On February 9, 2012, the Attorneys General of 49 states and the United
States announced a settlement with Bank of America, Wells Fargo, JP Morgan
Chase, Citibank, and Ally/GMAC. The settlement is meant to resolve some
of the issues presented in the robosigning scandal, which broke in 2010.
There are plenty of opinions as to whether the settlement is a win for
consumers or banks. However, until the actual settlement documents are
filed in federal court, there are very few specific details available.
In fact, the
rumor on the street is that there are no official terms to release at this time. The official
terms will eventually be released on the
settlement's website. The website is oddly not a .gov website, which has caused some observers
to raise their eyebrows.
Illinois Attorney General Lisa Madigan has also published
her own website that contains resources related to the settlement.

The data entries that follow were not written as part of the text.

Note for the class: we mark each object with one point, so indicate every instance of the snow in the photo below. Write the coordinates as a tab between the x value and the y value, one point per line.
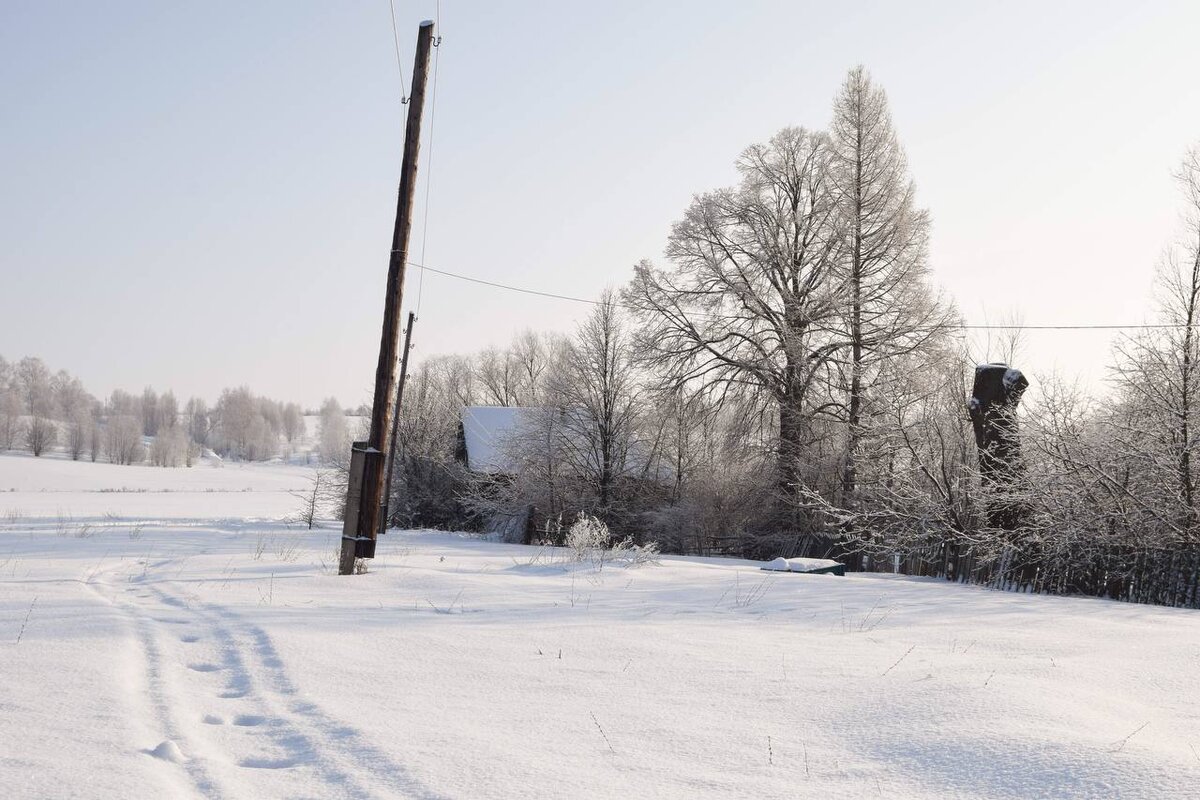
180	620
799	565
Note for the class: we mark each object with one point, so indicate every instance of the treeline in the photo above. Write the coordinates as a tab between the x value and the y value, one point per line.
789	382
43	410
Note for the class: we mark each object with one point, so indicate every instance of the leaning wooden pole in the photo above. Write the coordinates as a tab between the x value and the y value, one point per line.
361	542
395	422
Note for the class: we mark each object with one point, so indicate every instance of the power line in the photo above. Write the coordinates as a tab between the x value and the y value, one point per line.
429	158
395	40
963	326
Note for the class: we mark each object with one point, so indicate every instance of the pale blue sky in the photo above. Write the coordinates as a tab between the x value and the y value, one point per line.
202	194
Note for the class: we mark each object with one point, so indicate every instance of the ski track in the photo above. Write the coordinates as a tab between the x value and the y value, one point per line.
280	729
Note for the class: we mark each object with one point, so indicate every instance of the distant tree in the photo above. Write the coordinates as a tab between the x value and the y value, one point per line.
317	497
595	388
123	439
11	427
150	420
293	422
94	437
888	311
33	380
169	447
750	307
334	434
79	426
1158	379
40	434
167	410
198	422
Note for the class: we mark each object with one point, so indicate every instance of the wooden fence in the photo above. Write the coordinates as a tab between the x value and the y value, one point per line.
1162	577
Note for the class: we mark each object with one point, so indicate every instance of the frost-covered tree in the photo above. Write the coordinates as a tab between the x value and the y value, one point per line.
334	434
123	439
1158	376
292	420
595	390
198	421
750	306
889	310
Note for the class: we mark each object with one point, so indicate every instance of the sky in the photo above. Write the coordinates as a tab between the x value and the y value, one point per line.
199	196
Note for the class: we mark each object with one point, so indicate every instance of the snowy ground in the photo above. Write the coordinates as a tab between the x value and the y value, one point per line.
177	642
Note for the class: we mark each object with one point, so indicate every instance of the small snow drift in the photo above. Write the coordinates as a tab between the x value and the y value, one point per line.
168	751
811	566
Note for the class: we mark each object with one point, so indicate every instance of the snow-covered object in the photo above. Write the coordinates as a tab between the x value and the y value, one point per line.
168	751
801	565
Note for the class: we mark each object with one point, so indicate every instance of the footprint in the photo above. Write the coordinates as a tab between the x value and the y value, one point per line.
167	751
249	720
267	763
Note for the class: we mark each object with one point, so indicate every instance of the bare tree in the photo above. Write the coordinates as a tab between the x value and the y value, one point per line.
751	305
199	423
1158	370
123	439
889	311
293	422
334	433
316	498
595	389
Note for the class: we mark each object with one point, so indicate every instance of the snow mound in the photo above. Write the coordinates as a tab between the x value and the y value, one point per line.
168	751
802	565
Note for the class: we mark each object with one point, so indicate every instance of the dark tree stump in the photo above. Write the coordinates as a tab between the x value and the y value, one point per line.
993	405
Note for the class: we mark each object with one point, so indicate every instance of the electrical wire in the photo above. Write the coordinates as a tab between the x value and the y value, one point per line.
964	326
395	41
429	157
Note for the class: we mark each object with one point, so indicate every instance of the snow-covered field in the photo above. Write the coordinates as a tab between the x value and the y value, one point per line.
163	635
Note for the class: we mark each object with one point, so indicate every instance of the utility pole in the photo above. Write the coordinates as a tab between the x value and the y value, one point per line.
359	535
395	422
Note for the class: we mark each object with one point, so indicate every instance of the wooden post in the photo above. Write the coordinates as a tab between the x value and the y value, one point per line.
993	408
395	422
363	545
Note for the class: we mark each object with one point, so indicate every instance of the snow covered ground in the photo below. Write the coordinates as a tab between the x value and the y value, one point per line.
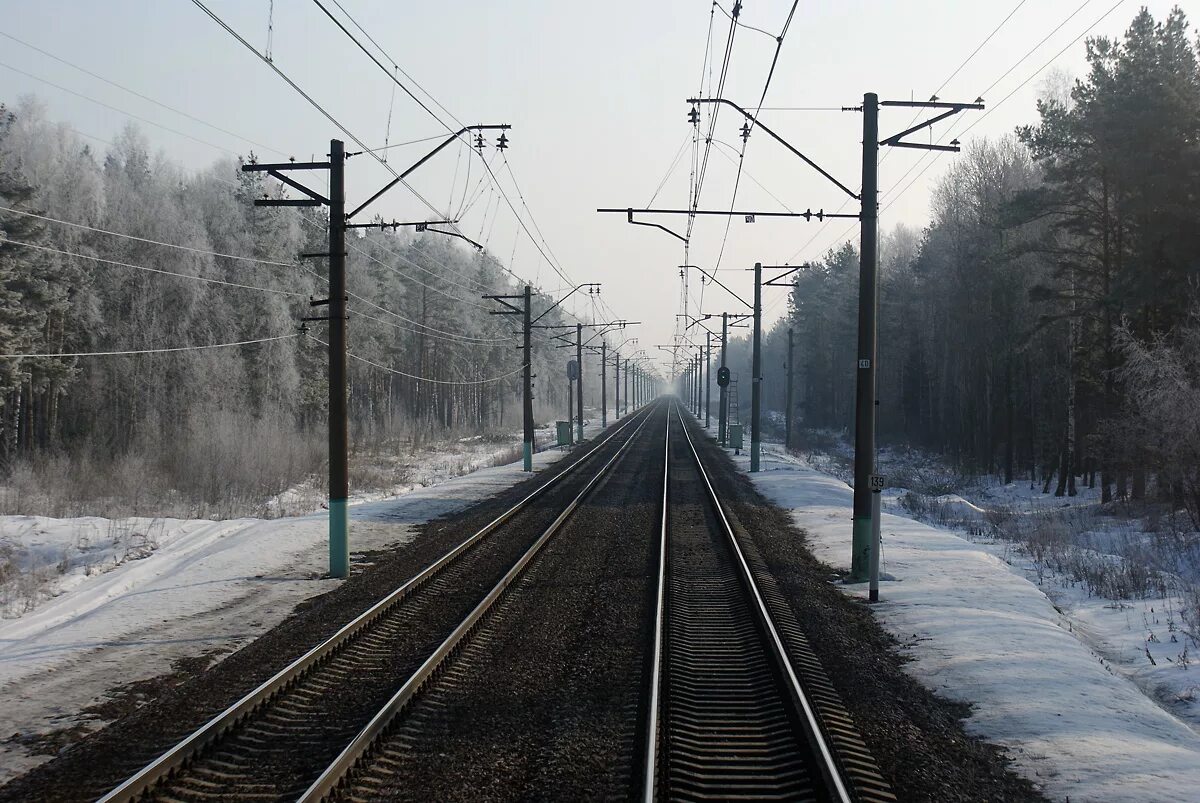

Here is what we know so far:
If your loan is held by Fannie Mae or Freddie Mac, you are not eligible
for any of the settlement's benefits. Edward DeMarco, Jr., the acting
director of the Federal Housing Finance Agency, refused to include Fannie
and Freddie in the settlement. He cited concerns regarding the obligation
to write down the principal balance on loans. He argues that writing down
the principal balances on Freddie and Fannie-held loans would cost American
taxpayers $100 billion. His numbers are actually off the mark -- principal
reductions would prevent countless defaults, which will cost taxpayers
even more money. In a typical foreclosure sale, banks will under-bid the
property's value to cover the cost of owning and re-selling the property.
This means that most foreclosure sales are currently netting values that
are less than the current market value of the home.
If you mortgage is or was held by one of the five participating banks,
however, you may be eligible for relief.
For example, if your home was foreclosed upon between January 1, 2008 and
December 31, 2011 by Bank of America, Wells Fargo, Chase, CitiGroup, or
GMAC/Ally, you may be contacted by the Attorney General's Office through
a settlement adminsitrator. You can also directly contact the Illinois
Attorney General's Office by calling its Homeowner Hotline at 1-866-544-7151.
Realistically, this amount is likely to be about $2,000 per home.
If your home is underwater, and you are behind on your mortgage, or are
at risk of defaulting, you may be able to obtain a principal reduction
on your first or second mortgage. Illinois is supposed to receive $1 billion
that is specifically earmarked for payments to borrowers, and to those
who already lost their homes. The Illinois Attorney General's Office
has stated that it will not divert any of the $1 billion into the State's
general fund (which both Wisconsin and Missouri are doing).
If you are seeking a principal reduction or other help, you can call the
Illinois Attorney General's Homeowner Hotling at 1-866-544-7151. You
can also contact your mortgage servicer at the numbers below:
- Bank of America: 1-877-488-7814
- Chase: 1-866-372-6901
- Ally/GMAC: 1-800-766-4622
- Wells Fargo: 1-800-288-3212
- CitiGroup: 1-866-272-4749
If you are current on your mortgage, but are underwater and want to refinance
your loan, you can contact your servicer at the numbers above or contact
the Illinois Attorney General's Office Homeowner Hotline. In order
to qualify for a refinance loan, your interest rate must be higher than
5.25% and you must have been current on your payments for the last 12 months.
As more details are released, more information will be available. Given
that Illinois is receiving $1 billion of the overall settlement gives
me some hope that we'll see some positive change for Illinois homeowners
who are underwater or facing foreclosure.